Woodcrest update, day N+1

By joe

November 1, 2006 - 3 minutes read - 498 words

So we have had a woodcrest in house for a while now. When we have time we beat on it, we ran codes on it. My impressions are now well formed, and I understand where it makes sense as a platform, and where the competitive technologies make sense. This is not from marketing documents, but from real world testing.

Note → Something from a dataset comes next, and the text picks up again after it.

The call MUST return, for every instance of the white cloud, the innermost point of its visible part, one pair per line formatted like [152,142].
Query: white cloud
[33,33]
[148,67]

Woodcrest is basically an AMD64 platform without the IOMMU. The processor architecture includes a much improved SSE engine, a larger shared cache, and theoretically, a larger memory bandwidth than its competitor. Note: we have not (yet) tested the AMD 22xx series, though we will be in short order. This is the directly competitive platform. Our tests of a 5150 are relative to an Opteron 275, which is more than 1.5 years old as a platform. Not apples to oranges. Relative to the Opteron 275, the Woodcrest 5160 is slower in about 30% of the cases and codes, about even with another 30%, and faster in the remaining 40%. Its that last batch that is interesting. Of that 40%, about 3/4 it appears to be a cache size issue as increasing processor speed has minimal impact upon performance. About 1/4 appear to be due to the better internal SSE engine. In that 1/4 case, the performance gain is modest, its that 3/4 that is quite interesting. When you get lots of stuff fitting into cache, you can achieve much higher overall apparant performance. In fact, the trick of superlinear speedup is tied directly to how to get your working set from operating mostly in RAM at 1 CPU to operating mostly in cache at N cpus. More cache helps most programs that have regular memory access patterns that map well into a cache architecture. An FFT butterfly is “regular” but very cache unfriendly. Our testing shows that Woodcrest makes a good Opteron, and in a few specific code cases, a better Opteron than opteron, but …. there are some “gotchas”. Memory bandwidth, and memory bandwidth bound codes operating out of RAM appear to not fare as well on Woodcrest as they do on Opteron. That is, the much vaunted 21 GB/s memory bandwidth, as reported widely by misty-eyed “independent” press isn’t actually realized. The best we could do is about 7.2 GB/s. This shows up in memory bandwidth limited codes. Faster cores and faster SSE engines don’t matter one bit if you can’t get the data to the engines faster. Intel really needs to look more closely at the Opteron NUMA design, it is very good for memory bandwidth bound code. Obviously we need to test the Opteron 2218 as well (in our lab, awaiting a replacement motherboard, long painful story). Will do this soon. Regardless, Intel has an impressive chip here. We are working on some very nice code refactoring that will try to exploit the heck out of that SSE pipeline. If you see me at SC, feel free to ask about it if you interested in informatics.